The alert was for 11-year-old Riya Rajkumar, who was found dead a few hours later. The alert helped police find her dad, who had allegedly abducted and killed her.

The girl’s father Roopesh Rajkumar was charged in her death, but later died of a self-inflicted gunshot wound.

In the petition, Monacelli wrote that the girl’s death impacted her deeply.

“These people went on living their lives which were disrupted for all of two minutes, while the little girl was no more.”

In May, an Amber Alert for a missing boy in Greater Sudbury, Ont. also spurred a series of complaints to police, leading authorities to issue a statement reminding the public that 911 is for emergencies only.

Some opponents of the current system think the alerts should be more geo-targeted.

Social media posts from people griped about being disturbed for a case believed to be unfolding in a different province. When the boy was found unharmed about 400 kilometres away in Toronto, however, many experts reaffirmed the effectiveness of Amber Alerts and the national AlertReady system that blasts alerts across a wide geographical area.

But the woman who spotted the missing boy and his mother, who had abducted him in May, disagrees with complainers.

“My phone number is a Timmins number.

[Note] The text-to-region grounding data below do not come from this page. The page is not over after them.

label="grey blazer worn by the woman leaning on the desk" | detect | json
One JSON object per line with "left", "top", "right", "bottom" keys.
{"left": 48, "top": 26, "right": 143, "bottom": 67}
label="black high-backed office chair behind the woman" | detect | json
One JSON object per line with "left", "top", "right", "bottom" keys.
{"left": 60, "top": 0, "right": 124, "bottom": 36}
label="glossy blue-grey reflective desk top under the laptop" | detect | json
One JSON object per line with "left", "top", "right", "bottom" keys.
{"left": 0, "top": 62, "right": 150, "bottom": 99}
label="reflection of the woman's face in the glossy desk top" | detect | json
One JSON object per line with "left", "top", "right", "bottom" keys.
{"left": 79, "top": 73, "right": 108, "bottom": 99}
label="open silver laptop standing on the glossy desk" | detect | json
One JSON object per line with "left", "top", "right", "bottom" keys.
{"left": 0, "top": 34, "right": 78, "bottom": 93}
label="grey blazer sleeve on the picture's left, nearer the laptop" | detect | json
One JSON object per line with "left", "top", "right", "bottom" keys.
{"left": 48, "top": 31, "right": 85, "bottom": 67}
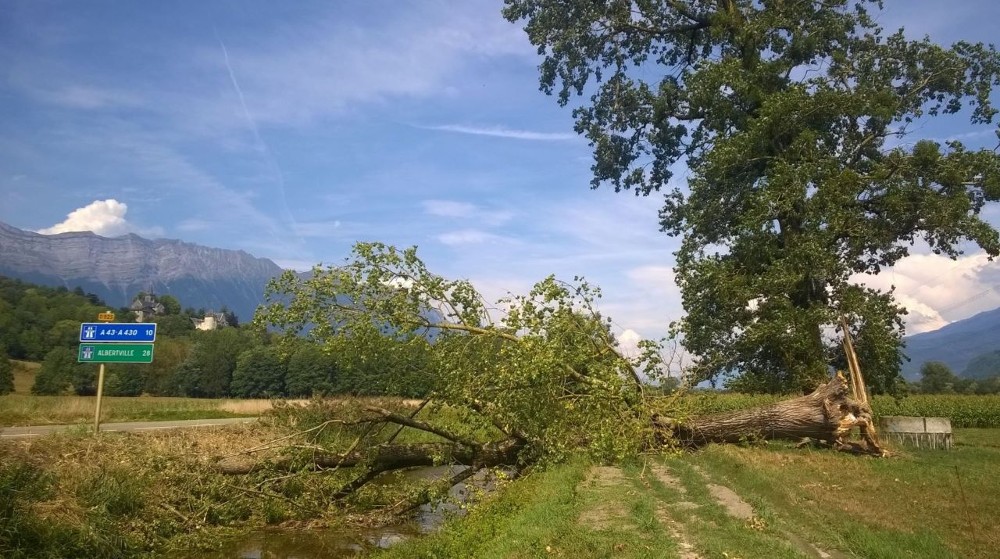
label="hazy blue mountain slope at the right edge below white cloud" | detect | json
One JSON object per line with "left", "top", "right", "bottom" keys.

What if they had only done Sudbury and Toronto area? I wouldn’t have gotten it,” Maria St. Aubin told 680 NEWS at the time. “Really anyone can go anywhere – you take a bus, you take a train. I think that’s just important to know.”

People who had signed the petition seem to agree.

“If it was your child you would want the world to stop,” one petitioner commented. “I cannot believe people are so self-involved.”

It sounds like province may take action.

“When a child is missing, we all have a role to play as members of our community. Many children have been located as a direct result of Amber Alerts – but it only works if everyone receives these alerts. The bottom line is simple: a missing child is an emergency,” Ontario Solicitor General Sylvia Jones said on Monday.

“We are considering all options to ensure people are not wasting critical emergency resources.”

Monacelli, who is the mom of a two-year-old, told the Canadian Press: “If people can be really that selfish to call to complain about a service that saves children’s lives, and also to occupy the 911 line for this kind of thing, then they do deserve to be fined.”

“If anything like that were ever to happen to my son, knock on wood, I want the whole world to move and do whatever they can to find him.”

People who do want to make serious complaints or suggest improvements to the emergency alert system should contact the CRTC, not police.